St Nicholas' Church is the parish church of West Tanfield, a village in North Yorkshire, in England.

The church was built in the early 13th century, with a north aisle added later in the century. The north chapel, tower and porch were added in the 15th century, and the chancel was extended. The church was restored in 1859–60 by T. H. Wyatt. The building was grade I listed in 1966.
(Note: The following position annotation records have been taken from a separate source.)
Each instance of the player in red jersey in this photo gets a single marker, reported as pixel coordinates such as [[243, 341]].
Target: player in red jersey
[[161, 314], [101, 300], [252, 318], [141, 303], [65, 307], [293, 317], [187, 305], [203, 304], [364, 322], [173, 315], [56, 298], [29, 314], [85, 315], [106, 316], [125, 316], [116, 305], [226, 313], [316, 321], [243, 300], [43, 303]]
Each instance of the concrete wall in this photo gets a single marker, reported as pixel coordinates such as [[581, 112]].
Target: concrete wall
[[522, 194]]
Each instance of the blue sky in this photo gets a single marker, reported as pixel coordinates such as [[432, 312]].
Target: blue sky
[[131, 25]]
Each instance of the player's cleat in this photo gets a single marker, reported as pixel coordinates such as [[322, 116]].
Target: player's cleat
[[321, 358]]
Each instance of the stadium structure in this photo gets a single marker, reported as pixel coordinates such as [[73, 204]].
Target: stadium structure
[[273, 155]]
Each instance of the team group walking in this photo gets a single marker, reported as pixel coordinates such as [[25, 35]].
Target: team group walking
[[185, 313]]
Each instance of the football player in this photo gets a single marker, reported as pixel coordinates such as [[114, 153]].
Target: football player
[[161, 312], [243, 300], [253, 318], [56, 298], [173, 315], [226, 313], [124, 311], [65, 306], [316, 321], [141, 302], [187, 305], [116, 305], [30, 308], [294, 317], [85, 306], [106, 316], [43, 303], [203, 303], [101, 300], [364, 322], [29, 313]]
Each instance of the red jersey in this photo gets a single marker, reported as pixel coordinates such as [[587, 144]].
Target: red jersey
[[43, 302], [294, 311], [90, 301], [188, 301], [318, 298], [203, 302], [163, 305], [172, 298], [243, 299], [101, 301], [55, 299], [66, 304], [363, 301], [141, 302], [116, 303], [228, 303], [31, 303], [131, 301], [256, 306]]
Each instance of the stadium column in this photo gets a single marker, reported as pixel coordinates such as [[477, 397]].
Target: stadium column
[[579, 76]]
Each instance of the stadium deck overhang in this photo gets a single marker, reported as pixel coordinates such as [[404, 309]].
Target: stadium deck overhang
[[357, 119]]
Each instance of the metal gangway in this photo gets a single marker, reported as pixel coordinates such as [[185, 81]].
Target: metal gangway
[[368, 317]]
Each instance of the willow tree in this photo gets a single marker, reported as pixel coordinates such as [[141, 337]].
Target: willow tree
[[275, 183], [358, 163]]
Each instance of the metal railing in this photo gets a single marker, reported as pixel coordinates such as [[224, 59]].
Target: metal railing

The church is built of stone with a Welsh slate roof, and consists of a nave, a south porch, a north aisle with a vestry, a chancel and a west tower. The tower has three stages and is in Perpendicular style. It has diagonal buttresses, a west window with a pointed arch and a hood mould, bands, clock faces, two-light bell openings with hood moulds, and a projecting embattled parapet. The porch dates from about 1200, and has a round-arched doorway with a moulded surround and a hood mould. Inside, stone monuments include an effigy of William Marmion, who died in 1275; a 13th-century knight and 14th-century woman under a canopy; a late-14th century woman; and a woman on a tomb chest. There is also an alabaster effigy of John Marmion, who died in 1387, his wife, and a dog, under a contemporary iron hearse, this believed to be unique in England on a tomb of this date. There is some 15th-century stained glass in the windows of the north aisle.